By the time I was first published, I was in my 20s, a dental nurse and a closet writer. One of my short stories was selected for publication in Singa, a Singapore literary journal. Although I still didn’t feel like I could make it as a writer, it served as a huge confidence-booster for me to see my words and name in print.

When I was living in England, I took part in writing competitions too. An interesting one, in 1992, was launched by the Irish novelist Ian St James. From thousands of entries, I ended up being one of 12 winners. This prize really opened doors for me. For a long time, I always felt very small as a writer in England. Suddenly, I didn’t feel like an outsider. I’m a British writer. I’m a writer.
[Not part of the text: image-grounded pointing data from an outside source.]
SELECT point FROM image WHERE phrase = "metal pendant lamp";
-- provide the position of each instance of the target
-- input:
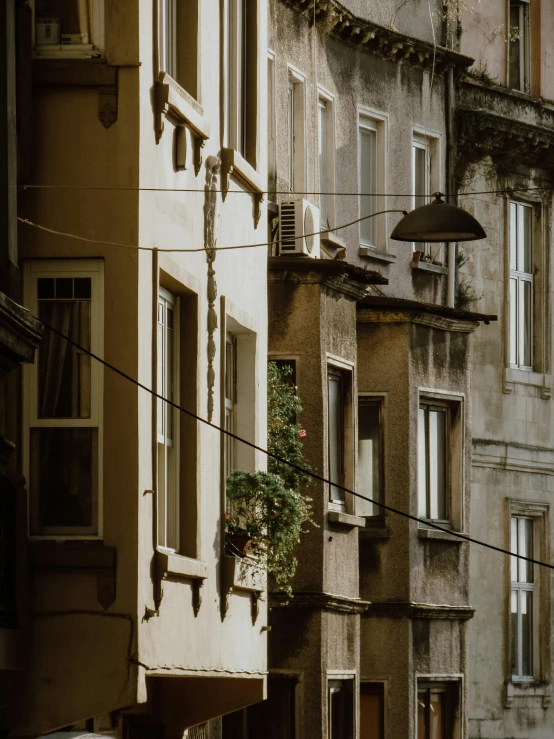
(436, 222)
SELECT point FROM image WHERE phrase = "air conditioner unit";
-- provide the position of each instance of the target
(299, 229)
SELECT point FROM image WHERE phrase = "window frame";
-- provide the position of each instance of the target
(523, 43)
(326, 142)
(521, 278)
(95, 46)
(296, 128)
(454, 405)
(379, 400)
(370, 120)
(538, 513)
(32, 271)
(169, 299)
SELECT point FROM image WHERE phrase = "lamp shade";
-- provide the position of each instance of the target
(438, 221)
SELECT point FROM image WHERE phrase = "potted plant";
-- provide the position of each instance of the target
(268, 511)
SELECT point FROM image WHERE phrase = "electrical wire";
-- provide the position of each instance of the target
(502, 191)
(290, 464)
(201, 249)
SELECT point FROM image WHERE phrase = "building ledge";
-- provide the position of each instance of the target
(175, 565)
(408, 609)
(319, 601)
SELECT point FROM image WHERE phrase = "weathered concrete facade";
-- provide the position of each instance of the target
(506, 132)
(131, 171)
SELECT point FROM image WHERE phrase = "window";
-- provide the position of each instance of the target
(340, 709)
(372, 711)
(178, 34)
(230, 400)
(521, 599)
(519, 43)
(326, 155)
(437, 708)
(168, 428)
(65, 400)
(336, 393)
(372, 181)
(296, 121)
(241, 65)
(370, 456)
(68, 27)
(432, 462)
(521, 286)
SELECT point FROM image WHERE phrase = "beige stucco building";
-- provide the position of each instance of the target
(145, 123)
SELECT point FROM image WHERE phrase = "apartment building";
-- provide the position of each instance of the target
(373, 642)
(143, 139)
(506, 129)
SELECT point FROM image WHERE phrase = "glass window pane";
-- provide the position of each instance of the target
(515, 47)
(323, 199)
(369, 458)
(421, 186)
(513, 321)
(526, 307)
(437, 463)
(335, 437)
(526, 238)
(514, 644)
(422, 464)
(64, 382)
(526, 633)
(63, 495)
(368, 183)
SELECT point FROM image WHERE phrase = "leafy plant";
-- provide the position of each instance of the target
(270, 507)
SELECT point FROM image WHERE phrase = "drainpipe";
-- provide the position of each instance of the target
(451, 158)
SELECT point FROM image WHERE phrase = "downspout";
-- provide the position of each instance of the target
(451, 159)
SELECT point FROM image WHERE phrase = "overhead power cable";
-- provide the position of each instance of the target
(107, 188)
(290, 464)
(201, 249)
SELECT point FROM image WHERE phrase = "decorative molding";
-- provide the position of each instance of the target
(318, 601)
(213, 166)
(408, 609)
(386, 43)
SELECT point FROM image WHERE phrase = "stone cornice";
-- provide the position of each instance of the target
(318, 601)
(496, 121)
(363, 34)
(408, 609)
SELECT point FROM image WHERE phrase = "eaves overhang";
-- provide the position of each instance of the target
(504, 124)
(365, 35)
(375, 309)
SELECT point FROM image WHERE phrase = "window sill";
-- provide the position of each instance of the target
(345, 519)
(175, 565)
(244, 574)
(371, 252)
(436, 535)
(428, 267)
(528, 689)
(175, 101)
(514, 376)
(233, 163)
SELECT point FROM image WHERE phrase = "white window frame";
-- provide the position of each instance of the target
(524, 43)
(167, 498)
(519, 279)
(369, 120)
(71, 268)
(92, 46)
(454, 403)
(326, 143)
(296, 127)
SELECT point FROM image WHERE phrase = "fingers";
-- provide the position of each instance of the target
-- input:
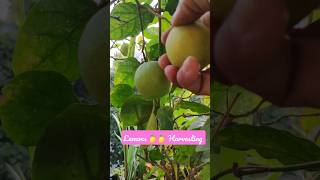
(165, 36)
(189, 11)
(190, 77)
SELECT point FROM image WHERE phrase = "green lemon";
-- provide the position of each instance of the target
(150, 80)
(188, 40)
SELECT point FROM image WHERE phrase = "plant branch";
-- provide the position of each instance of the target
(141, 27)
(254, 110)
(291, 115)
(160, 27)
(236, 116)
(249, 170)
(225, 116)
(151, 162)
(154, 12)
(191, 115)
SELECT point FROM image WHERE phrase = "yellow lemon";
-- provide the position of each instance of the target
(152, 139)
Through it all, I’ve never felt the pressure of being judged because it’s not an ego trip. I absolutely love writing and setting new challenges for myself: can I write to that theme? For short stories — where you know the theme, length and target audience — it’s possible to write for a prize. But not for a novel, I don’t think.

A novel has a life of its own and deals with many layers of issues. For example, To Kill a Mockingbird is a simple story but it has universal resonance because it says something about the society at that time. It takes courage to have a social conscience and to write with depth. Maybe that’s why Singapore has not had a Booker Prize novel yet?
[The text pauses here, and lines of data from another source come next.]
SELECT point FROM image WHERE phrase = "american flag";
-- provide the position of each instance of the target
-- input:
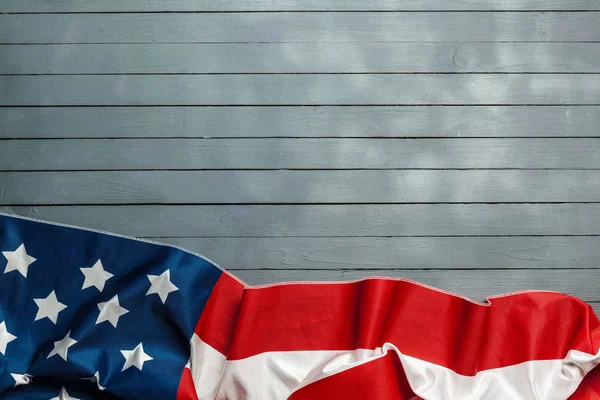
(91, 315)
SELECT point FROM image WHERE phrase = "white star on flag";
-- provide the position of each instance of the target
(5, 337)
(21, 379)
(95, 379)
(161, 285)
(63, 395)
(49, 307)
(136, 357)
(18, 260)
(95, 276)
(111, 311)
(62, 346)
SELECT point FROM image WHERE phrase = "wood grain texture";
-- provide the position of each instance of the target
(277, 5)
(182, 154)
(299, 187)
(386, 253)
(299, 58)
(299, 89)
(328, 220)
(247, 122)
(299, 27)
(476, 284)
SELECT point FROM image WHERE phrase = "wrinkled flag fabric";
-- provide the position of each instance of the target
(90, 315)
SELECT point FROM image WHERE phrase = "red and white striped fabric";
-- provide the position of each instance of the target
(390, 339)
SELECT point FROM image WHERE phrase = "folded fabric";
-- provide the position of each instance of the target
(91, 315)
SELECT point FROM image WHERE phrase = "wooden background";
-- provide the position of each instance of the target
(454, 143)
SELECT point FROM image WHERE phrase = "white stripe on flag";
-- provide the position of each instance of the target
(276, 375)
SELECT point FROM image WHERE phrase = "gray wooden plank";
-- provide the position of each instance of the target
(376, 253)
(329, 220)
(476, 284)
(299, 187)
(299, 57)
(277, 153)
(288, 5)
(373, 121)
(295, 89)
(299, 27)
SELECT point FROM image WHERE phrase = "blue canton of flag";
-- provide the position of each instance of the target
(88, 315)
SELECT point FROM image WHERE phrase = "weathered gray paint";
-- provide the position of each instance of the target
(247, 122)
(398, 253)
(181, 154)
(299, 58)
(329, 220)
(380, 89)
(299, 187)
(345, 27)
(282, 5)
(476, 284)
(496, 94)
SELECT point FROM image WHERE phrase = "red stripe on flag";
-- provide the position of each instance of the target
(218, 319)
(589, 389)
(428, 324)
(381, 379)
(187, 390)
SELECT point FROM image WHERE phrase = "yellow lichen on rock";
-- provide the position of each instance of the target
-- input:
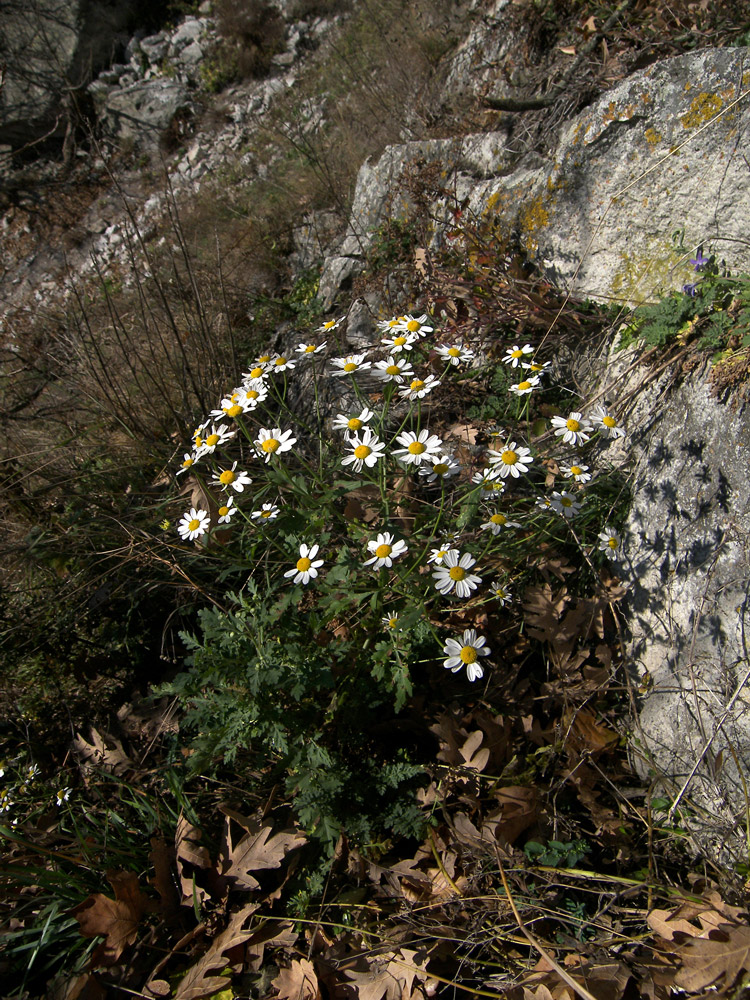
(703, 108)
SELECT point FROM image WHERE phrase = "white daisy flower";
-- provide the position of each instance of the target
(272, 442)
(219, 436)
(400, 341)
(578, 473)
(512, 460)
(453, 573)
(417, 448)
(307, 566)
(393, 369)
(574, 429)
(227, 511)
(193, 524)
(604, 420)
(437, 555)
(233, 406)
(525, 386)
(417, 325)
(537, 367)
(501, 593)
(489, 480)
(330, 324)
(565, 503)
(367, 448)
(280, 363)
(311, 348)
(267, 512)
(354, 423)
(610, 542)
(418, 387)
(62, 796)
(390, 325)
(188, 460)
(497, 521)
(255, 392)
(384, 550)
(465, 652)
(350, 365)
(442, 467)
(515, 354)
(455, 354)
(231, 478)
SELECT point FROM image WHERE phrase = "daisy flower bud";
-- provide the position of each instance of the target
(610, 542)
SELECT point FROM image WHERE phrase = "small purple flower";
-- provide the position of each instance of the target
(699, 262)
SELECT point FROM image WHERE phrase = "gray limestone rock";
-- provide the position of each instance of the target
(50, 49)
(143, 111)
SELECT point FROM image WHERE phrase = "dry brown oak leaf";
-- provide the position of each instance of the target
(116, 920)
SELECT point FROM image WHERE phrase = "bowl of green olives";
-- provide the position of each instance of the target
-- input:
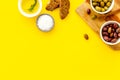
(102, 6)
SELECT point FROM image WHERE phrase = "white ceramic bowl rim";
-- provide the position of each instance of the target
(109, 9)
(26, 14)
(106, 23)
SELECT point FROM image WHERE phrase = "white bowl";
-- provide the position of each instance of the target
(109, 9)
(26, 14)
(106, 23)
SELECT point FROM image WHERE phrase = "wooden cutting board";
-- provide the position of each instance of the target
(96, 23)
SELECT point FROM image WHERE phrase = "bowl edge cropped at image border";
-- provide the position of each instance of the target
(109, 9)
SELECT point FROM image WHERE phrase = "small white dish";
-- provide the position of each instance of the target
(45, 22)
(109, 9)
(26, 14)
(106, 23)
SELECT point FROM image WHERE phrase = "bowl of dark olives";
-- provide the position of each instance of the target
(102, 6)
(110, 32)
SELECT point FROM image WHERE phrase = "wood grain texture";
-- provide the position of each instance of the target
(96, 23)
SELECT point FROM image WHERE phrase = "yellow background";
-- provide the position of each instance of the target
(62, 54)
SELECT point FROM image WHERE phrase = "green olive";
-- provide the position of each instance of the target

I think with awards, you must be careful. If it encourages you to write, that’s good. But if it’s your be-all-and-end-all, you will end up writing to please people instead of staying true to what you want to say. Fame is transient. So I always tell my students: be true to yourself, be authentic in your writing.

It’s a very fine line, having a firm belief in what you want to say and being humble and open to feedback. I see it as character-building. The question is, where is that line for you?

Josephine Chia is a Peranakan author whose book, Kampong Spirit Gotong Royong: Life in Potong Pasir 1955 to 1965, won the Singapore Literature Prize for Non-Fiction in 2014. That same year, she was awarded the inaugural National Arts Council (NAC)-Gardens by the Bay Writers’ Residency. Chia is also a mentor for the Ministry of Education’s Creative Arts Programme and the NAC’s Mentor Access Programme. She writes fiction and non-fiction, and is internationally published. Her short stories have been published in anthologies in the United Kingdom, United States, Malaysia and Singapore. Her latest novel is scheduled for a book launch at the Singapore Writers Festival 2015.